14-man Saracens reach last-eight after edging Racing 92

Defending champions now face Leinster after defying Skelton red card to win

Maro Itoje dives to scores for Saracens against Racing 92. Photograph: Dan Sheridan/Inpho

Maro Itoje dives to scores for Saracens against Racing 92. Photograph: Dan Sheridan/Inpho

 

Saracens 27 Racing 92 24

Owen Farrell kept Saracens’ competitive season alive by landing a late penalty that clinched a 27-24 Champions Cup victory over Racing 92 at Allianz Park.

Farrell was on target in the 76th minute as 14-man Saracens reacted to their automatic relegation from the Gallagher Premiership for breaching salary cap regulations by claiming a lifeline in their pursuit of a European quarter-final.

A draw would have ended their Champions Cup defence and rendered their season meaningless, but they now have booked a place in the last eight after Gloucester lose Toulouse.

And the double winners did it the hard way against Racing after suffering the early setback of losing Billy Vunipola to a suspected broken arm incurred as the England number eight carried the ball into contact.

Will Skelton leaves the pitch after being shown a red card by Nigel Owens. Photograph: Laszlo Geczo/Inpho
Will Skelton leaves the pitch after being shown a red card by Nigel Owens. Photograph: Laszlo Geczo/Inpho

Eddie Jones names his Six Nations squad on Monday and will be monitoring the situation carefully knowing it would be the fourth time Vunipola has fractured one of his arms.
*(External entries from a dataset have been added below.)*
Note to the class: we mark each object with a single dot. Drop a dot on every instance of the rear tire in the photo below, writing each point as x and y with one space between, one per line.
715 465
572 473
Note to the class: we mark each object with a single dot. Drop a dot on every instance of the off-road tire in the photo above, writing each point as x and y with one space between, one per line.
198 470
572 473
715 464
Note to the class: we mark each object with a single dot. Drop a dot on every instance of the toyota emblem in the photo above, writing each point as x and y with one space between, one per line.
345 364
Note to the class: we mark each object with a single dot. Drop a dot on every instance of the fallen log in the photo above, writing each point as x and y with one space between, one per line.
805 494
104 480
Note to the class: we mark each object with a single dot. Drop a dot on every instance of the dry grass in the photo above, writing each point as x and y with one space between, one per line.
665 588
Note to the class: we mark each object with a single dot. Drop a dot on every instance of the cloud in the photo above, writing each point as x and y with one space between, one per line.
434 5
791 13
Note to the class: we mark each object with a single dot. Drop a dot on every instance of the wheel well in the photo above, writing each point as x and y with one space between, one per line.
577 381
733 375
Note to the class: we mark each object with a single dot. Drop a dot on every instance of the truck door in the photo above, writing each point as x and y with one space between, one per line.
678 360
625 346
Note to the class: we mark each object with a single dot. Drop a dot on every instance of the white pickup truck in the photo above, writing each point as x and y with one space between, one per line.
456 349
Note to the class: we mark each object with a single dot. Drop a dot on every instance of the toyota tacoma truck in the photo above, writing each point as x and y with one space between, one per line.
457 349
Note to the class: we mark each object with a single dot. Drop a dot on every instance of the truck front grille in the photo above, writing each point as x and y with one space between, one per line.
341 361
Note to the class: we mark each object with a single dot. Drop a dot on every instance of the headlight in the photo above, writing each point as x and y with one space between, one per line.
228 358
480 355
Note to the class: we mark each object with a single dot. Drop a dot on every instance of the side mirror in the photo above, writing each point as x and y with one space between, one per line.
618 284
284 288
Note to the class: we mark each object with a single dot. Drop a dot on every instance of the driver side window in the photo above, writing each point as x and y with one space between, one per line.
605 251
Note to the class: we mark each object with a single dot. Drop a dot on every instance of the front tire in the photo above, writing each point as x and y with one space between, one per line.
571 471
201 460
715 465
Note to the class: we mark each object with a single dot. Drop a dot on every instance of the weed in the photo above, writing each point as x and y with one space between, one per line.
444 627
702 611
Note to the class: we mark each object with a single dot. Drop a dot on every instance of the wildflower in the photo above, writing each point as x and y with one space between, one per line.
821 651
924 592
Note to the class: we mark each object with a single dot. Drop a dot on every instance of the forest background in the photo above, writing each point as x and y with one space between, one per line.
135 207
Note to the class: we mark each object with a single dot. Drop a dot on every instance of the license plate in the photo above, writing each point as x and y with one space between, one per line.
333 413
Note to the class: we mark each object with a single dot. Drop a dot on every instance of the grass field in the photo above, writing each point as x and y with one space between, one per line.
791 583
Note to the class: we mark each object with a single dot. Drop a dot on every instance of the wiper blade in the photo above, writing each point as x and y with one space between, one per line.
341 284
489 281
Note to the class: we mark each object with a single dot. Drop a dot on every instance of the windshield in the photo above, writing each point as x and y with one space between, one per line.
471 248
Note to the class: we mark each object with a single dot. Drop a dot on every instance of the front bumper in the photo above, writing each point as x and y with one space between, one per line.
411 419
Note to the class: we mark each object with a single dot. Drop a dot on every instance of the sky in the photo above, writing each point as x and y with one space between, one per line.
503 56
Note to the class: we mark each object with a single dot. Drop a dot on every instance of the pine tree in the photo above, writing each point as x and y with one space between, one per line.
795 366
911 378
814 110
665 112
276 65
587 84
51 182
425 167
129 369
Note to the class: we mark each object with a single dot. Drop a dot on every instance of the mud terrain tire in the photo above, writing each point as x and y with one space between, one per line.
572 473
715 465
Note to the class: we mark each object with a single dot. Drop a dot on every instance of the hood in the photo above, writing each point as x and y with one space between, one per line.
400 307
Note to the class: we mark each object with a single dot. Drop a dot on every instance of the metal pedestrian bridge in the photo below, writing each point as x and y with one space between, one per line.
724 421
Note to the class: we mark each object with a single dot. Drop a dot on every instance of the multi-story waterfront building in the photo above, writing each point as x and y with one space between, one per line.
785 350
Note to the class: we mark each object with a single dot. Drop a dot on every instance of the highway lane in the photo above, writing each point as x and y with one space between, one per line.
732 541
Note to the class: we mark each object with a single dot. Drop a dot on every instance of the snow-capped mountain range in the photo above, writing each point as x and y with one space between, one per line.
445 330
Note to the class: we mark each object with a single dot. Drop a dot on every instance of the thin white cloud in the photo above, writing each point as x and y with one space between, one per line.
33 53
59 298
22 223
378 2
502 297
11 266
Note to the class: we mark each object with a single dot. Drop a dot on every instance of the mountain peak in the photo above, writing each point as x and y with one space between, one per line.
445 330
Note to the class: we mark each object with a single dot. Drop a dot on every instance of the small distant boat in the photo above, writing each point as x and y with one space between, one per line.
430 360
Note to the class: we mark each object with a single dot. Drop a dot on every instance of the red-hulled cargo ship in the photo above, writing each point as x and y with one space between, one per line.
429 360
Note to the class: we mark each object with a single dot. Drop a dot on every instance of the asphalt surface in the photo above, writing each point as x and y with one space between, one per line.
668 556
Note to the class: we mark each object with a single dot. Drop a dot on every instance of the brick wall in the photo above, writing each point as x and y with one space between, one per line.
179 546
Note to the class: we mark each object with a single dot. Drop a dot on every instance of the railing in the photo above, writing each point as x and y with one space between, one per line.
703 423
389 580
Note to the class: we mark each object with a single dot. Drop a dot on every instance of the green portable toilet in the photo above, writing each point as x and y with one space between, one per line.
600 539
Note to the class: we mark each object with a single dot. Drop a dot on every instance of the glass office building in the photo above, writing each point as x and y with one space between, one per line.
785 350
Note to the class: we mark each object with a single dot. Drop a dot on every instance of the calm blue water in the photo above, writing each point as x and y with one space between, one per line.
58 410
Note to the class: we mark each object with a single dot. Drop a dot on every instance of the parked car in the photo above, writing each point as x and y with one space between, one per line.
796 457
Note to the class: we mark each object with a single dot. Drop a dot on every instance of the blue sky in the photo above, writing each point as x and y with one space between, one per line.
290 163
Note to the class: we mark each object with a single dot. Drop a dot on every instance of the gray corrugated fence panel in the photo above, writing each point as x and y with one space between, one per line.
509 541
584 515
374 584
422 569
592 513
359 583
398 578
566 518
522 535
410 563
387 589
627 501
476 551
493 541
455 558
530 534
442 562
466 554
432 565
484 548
Saracens’ next wound was self-inflicted, however, as Australia lock Will Skelton was sent off for a high tackle on Brice Dulin moments before half-time.

Extraordinary defence from Racing kept the black shirts at bay on the closing minutes as 14 battled 14 due to visiting open Bernard Le Roux being sin-binned, but Farrell intervened successfully when given his chance.
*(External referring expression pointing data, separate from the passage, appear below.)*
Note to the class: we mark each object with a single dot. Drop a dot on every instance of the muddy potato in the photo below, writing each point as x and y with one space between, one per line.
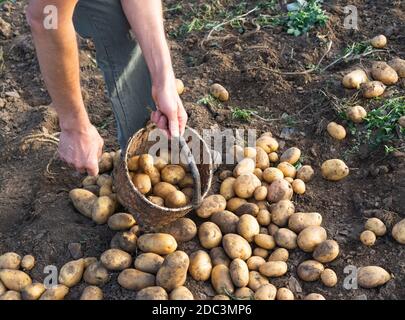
372 89
398 232
210 205
279 254
310 270
159 243
92 293
33 291
95 274
132 279
221 279
381 71
284 294
376 225
273 269
181 293
368 238
266 292
354 79
329 278
239 272
298 221
281 212
226 221
285 238
254 263
256 280
83 200
200 265
116 259
334 170
236 246
71 273
372 277
10 260
356 114
57 292
14 279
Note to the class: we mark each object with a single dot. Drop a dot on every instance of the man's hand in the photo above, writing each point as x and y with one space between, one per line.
81 149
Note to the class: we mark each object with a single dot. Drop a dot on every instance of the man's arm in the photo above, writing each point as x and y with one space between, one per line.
80 144
146 20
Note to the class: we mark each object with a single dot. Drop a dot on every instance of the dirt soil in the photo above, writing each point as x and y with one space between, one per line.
37 218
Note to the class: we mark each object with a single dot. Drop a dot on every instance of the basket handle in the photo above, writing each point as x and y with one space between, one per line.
197 198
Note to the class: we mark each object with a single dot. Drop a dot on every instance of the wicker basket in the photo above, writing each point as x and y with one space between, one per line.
150 216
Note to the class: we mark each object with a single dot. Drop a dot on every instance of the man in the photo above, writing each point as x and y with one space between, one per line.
138 73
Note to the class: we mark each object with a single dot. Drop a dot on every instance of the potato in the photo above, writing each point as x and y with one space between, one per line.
287 169
376 225
152 293
372 277
92 293
314 296
273 269
226 221
226 189
266 292
329 278
286 238
239 272
200 265
279 254
336 131
105 163
102 209
159 243
183 229
372 89
281 212
399 66
267 143
300 220
284 294
163 189
14 279
356 114
95 274
181 293
309 238
10 260
248 227
334 170
291 155
210 205
132 279
236 247
368 238
219 92
256 280
310 270
245 185
255 262
398 232
116 259
71 273
83 200
265 241
354 79
121 221
221 280
381 71
326 251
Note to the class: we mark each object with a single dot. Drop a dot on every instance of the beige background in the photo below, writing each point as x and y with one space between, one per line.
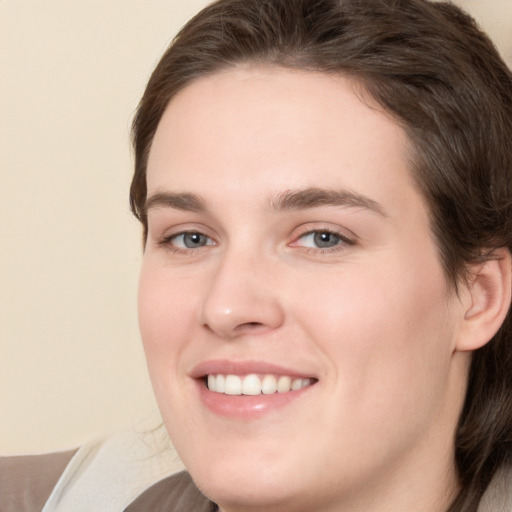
71 73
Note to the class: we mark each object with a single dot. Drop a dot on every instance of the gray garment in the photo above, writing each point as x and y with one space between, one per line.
26 482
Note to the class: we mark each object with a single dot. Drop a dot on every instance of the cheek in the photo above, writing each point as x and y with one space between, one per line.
384 333
163 320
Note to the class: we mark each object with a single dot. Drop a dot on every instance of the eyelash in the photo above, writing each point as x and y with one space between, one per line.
342 242
167 242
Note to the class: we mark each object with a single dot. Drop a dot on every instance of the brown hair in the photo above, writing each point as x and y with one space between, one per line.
429 65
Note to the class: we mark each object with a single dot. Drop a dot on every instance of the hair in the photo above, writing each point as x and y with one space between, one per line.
429 66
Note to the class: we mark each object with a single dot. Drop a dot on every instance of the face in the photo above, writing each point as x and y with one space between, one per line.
289 249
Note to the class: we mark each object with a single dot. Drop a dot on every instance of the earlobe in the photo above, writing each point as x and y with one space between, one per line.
488 297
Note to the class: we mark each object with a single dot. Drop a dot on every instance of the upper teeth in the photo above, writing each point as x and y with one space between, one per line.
254 384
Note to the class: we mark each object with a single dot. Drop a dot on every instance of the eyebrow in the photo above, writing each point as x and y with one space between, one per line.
180 201
312 197
289 200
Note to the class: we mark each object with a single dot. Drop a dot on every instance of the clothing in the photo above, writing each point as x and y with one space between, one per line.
124 474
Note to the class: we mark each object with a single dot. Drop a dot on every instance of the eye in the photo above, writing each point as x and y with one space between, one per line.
322 239
189 240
At least for a couple of hours, it spared Saracens further indignity after their relegation from the English top flight was confirmed on Saturday as punishment for failing to meet the demands of their rivals in addressing their salary cap indiscretion.

Roared on by fired-up home fans, they made a blistering start that swept them over the whitewash after 118 seconds.

Their intent was signalled when a kickable penalty was sent into touch and from the ensuing line-out fed a rampaging Mako Vunipola who was stopped just short before Maro Itoje arrived to finish.

Elliot Daly’s perfectly-judged pass to Sean Maitland launched a fresh attack that ended when Mako Vunipola muscled his way over from another line-out with Racing scrum-half Teddy Iribaren sin-binned for a deliberate knock-on for good measure.

Mako’s younger brother Billy had already departed and control began to slip from the champions’ fingertips as Racing hit back when Virimi Vakatawa broke free down the right wing to touch down.

As news filtered through that Billy Vunipola had suffered another suspected broken arm, wing Louis Dupichot picked off Farrell’s pass to plunder an easy try.

And Saracens continued to unravel as holes opened up in their defence with uncharacteristic frequency, inviting irrepressible outside centre Vakatawa to dance in for his second try.

Owen Farell kicks the winning penalty for Saracens. Photograph: Mike Hewitt/Getty
Owen Farell kicks the winning penalty for Saracens. Photograph: Mike Hewitt/Getty

Skelton was sent off on the cusp of half-time and when play resumed Iribaren landed a long-range penalty to extend Racing’s lead to 24-17.

But Saracens were not done yet as Daly — among his team’s best performers — made ground for Brad Barritt to direct a chip over the midfield that was gathered by Duncan Taylor for Itoje to score.

Farrell landed the conversion to level but he was then the victim of a late tackle by Le Roux that earned the Racing openside a yellow card.

Daly was given the shot at goal but he pulled his kick horribly wide but Saracens looked to make amends by pounding away at the line with carry after carry.

Although held up over the line, they had won a penalty and Farrell made no mistake.